Another parameter is the live-source authentication method to use. We support 3 methods:

  • No auth
  • ECDSA auth with arbitrary key-length
  • RSA auth with arbitrary key-length

Using no authentication is very unwise because it will make the swarm susceptible to malfunctioning and malicious clients. Malfunctioning clients that get stuck will advocate pieces with old content (different epoch, i.e. previous loop over the piece range). Malicious clients can replace the content of pieces. The performance of the public-key based methods highly depends on cryptosystem and key length. Investigations show that RSA with small key lengths (e.g. 768 bits) performs the best in terms of CPU requirements for verifying the signature. If that is still to expensive, please turn off only the signature verification at the client such that the protection against malfunctioning clients remains in place.
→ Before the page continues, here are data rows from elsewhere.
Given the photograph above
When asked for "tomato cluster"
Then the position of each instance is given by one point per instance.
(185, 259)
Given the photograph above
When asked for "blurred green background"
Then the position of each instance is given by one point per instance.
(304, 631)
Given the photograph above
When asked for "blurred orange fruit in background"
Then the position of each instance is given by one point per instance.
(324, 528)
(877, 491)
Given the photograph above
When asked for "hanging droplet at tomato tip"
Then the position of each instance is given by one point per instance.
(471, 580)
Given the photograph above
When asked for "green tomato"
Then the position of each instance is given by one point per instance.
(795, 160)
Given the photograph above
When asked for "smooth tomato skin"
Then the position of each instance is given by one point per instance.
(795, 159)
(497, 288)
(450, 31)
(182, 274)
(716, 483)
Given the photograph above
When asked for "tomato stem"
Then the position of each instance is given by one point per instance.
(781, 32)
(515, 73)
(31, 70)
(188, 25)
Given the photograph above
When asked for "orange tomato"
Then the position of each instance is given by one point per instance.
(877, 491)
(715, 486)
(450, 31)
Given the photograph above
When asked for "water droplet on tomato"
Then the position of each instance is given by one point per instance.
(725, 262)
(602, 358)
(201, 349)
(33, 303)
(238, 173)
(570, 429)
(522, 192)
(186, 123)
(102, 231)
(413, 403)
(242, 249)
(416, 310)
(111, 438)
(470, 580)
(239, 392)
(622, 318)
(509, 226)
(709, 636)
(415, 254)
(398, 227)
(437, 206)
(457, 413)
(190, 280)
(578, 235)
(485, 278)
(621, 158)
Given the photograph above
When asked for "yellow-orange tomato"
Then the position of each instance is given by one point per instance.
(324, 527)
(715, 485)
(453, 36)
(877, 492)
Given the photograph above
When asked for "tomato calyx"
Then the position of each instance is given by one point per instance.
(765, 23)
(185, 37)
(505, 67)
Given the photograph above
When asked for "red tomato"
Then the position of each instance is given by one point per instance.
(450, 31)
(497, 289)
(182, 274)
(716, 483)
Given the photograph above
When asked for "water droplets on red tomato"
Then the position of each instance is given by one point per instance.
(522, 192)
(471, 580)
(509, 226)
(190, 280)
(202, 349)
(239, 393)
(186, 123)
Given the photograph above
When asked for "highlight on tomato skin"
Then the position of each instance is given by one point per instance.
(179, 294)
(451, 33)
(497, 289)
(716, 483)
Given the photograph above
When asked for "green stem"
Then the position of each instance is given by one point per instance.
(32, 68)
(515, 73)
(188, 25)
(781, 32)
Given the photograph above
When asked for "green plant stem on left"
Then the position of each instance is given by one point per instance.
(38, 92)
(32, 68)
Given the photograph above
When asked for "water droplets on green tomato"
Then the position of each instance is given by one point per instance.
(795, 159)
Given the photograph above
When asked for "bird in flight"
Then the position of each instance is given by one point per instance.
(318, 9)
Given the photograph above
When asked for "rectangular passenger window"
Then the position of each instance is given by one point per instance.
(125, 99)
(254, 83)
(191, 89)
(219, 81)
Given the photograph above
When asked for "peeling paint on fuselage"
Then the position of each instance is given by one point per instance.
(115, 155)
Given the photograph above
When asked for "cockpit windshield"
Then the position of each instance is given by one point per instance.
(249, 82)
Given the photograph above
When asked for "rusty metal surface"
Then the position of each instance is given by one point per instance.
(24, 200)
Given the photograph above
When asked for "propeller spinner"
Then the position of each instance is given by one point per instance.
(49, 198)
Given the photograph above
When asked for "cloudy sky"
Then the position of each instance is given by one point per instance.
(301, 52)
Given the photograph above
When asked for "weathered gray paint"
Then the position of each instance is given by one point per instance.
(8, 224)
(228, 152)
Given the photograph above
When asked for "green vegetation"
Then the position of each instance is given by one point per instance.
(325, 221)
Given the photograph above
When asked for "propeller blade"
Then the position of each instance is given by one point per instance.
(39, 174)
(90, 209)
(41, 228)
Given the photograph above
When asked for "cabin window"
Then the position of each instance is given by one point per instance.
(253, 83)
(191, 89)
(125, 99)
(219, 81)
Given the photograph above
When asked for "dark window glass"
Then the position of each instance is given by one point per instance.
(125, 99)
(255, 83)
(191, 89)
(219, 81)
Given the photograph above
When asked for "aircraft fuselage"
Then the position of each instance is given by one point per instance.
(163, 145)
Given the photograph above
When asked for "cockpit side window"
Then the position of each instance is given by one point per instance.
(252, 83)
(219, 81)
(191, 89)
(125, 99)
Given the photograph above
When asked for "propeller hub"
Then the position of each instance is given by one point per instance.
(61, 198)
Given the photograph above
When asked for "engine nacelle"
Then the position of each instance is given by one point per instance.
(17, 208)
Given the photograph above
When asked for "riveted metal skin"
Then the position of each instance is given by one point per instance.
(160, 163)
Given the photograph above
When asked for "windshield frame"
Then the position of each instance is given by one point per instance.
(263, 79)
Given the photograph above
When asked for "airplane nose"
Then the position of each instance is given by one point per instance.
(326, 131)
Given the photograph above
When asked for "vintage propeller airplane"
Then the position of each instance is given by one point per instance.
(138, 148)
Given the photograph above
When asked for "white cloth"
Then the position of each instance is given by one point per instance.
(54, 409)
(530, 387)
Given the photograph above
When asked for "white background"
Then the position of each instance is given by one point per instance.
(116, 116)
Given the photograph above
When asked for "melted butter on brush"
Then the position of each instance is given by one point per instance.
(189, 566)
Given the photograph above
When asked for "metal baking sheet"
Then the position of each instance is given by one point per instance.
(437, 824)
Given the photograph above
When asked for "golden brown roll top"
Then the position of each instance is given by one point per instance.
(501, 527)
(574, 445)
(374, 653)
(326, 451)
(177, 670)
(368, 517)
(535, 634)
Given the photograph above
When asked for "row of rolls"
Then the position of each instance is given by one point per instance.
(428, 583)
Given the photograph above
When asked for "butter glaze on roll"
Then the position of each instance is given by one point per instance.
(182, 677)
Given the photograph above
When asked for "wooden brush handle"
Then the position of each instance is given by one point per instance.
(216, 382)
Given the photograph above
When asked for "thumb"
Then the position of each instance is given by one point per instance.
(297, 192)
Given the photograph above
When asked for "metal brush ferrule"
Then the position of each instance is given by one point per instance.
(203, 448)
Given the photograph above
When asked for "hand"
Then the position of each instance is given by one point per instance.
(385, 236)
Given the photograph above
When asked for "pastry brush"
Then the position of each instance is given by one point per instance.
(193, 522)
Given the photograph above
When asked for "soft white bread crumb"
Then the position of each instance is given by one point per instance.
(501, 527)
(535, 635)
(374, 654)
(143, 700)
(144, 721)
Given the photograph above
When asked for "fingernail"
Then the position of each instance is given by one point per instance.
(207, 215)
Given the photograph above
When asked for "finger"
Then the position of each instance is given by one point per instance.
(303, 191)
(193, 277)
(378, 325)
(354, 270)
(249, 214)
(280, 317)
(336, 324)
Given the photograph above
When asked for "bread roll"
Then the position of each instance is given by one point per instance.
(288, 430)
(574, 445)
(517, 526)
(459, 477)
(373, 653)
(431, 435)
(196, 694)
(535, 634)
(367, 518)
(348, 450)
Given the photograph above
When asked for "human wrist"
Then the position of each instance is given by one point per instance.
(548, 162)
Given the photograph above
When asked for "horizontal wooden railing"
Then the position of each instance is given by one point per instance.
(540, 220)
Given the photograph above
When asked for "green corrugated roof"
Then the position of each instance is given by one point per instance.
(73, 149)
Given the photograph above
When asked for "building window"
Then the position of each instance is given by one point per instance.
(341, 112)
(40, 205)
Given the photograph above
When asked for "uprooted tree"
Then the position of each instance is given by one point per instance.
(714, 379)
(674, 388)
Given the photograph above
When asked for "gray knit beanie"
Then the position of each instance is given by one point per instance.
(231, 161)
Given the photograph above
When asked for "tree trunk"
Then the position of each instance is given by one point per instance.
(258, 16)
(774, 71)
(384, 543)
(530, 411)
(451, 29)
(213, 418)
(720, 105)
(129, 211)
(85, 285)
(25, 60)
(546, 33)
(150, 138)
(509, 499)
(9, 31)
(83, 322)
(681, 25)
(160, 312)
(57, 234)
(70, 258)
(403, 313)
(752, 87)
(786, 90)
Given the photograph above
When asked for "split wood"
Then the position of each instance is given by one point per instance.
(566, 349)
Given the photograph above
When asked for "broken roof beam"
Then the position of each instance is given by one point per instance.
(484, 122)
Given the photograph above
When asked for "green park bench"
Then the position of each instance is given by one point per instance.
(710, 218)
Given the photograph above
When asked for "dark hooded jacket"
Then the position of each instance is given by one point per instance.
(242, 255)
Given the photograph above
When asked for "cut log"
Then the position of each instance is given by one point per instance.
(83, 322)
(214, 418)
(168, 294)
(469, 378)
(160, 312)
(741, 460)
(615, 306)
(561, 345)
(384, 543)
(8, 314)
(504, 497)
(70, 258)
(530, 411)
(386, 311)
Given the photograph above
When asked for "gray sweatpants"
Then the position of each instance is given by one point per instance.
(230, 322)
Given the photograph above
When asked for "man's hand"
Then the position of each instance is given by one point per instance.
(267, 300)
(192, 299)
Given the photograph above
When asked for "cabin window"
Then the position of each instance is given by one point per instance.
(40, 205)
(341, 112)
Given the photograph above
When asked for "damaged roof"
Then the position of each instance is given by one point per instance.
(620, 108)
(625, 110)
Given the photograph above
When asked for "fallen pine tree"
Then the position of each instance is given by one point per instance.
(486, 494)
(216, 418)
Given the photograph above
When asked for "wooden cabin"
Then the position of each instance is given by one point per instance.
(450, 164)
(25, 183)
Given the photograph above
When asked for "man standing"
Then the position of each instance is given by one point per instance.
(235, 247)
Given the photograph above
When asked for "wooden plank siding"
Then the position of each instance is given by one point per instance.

Final parameter is disk-allocation policy. We haven't tested the effect of this parameter yet, but using the DISKALLOC_SPARSE policy on UNIX systems could theoretically increase performance. A client hooks into a live stream at a certain piece number and then starts downloading pieces in its proximity. If this piece number is high it could be beneficial to create a hole at the beginning using sparse support. Update: the SPARSE policy is the default on *NIX.

The source, that is, the createlivestream.py script can also be tuned. Source parameters are the number of upload slots, auxiliary seeders and bandwidth limits. We used 32 upload slots for our large live streaming trial. In addition, we had 5 auxiliary seeders (DownloadStartupConfig.set_live_aux_seeders()), that is, peers that get preference at the source, meaning they are always unchoked and which thus help to distribute the signal faster.